My son is loud, energetic and simultaneously sensitive and intuitive. Extremely emotional and unevenly tempered. But man, is he brilliant. I am in awe when I listen to him reason out loud and he understands others' energy. Sajiv Leo was the best part of me at the time and what I had to show for my hard work. I had him young and afraid and here he was, my living testament of love and reality. I was hoping my potential life partner would see all these things right away, and I expected him to. He often asked me why I got so defensive when he brought up my son, and I couldn't help it at the time. I had to protect my child but I wanted them to love each other  to validate my choices. An unfair burden I needed both of them to bear. I quickly learned that it wouldn't happen that way.

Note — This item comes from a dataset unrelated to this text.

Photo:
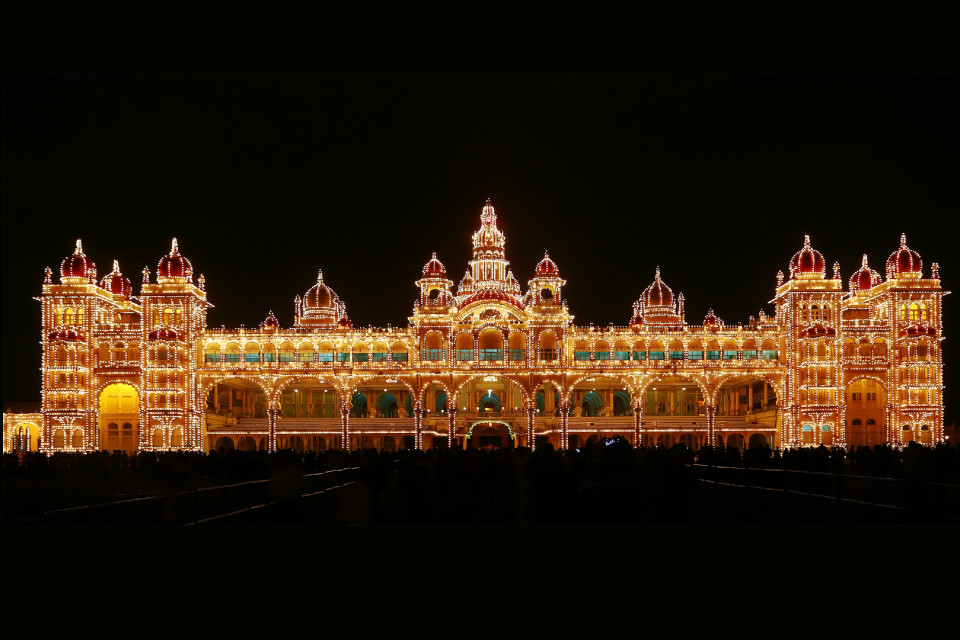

And of course, the side he saw was the tantrums. The outbursts of outrage and microaggressions in defense of his own father. And this man was working through emotions of his own - stepping into a new territory of immediate responsibility and selflessness that he's never experienced before. A step father. And I was pregnant shortly after with a child of our own. A biological father. What a life.


I remember the first time he took care of Sajiv without me. He called me shortly after I left, asking me if Saj knows how to wipe his own butt because he was asking for help and I hysterically laughed when I heard the panic in his voice. They went to Chuck E Cheese and they took a picture together and he said he was an angel - something that he rarely was in those days amongst all the changes in his little life. I still have that picture.  Alongside 100 others that they've taken over the years as they have both grown to love and understand each other. It was the most intimate thing to witness over time - the moments that lowered their guards and heightened their trust a little more. He's spent more than half of Sajiv's life sharing the paternal role, from watching him transition to fully potty-trained to listening to him read store signs and cookie boxes.


I recognize him with reverence and gratitude for the significant impact he has on Sajiv daily and the pleasant surprise that life ended up being for us collectively as a family.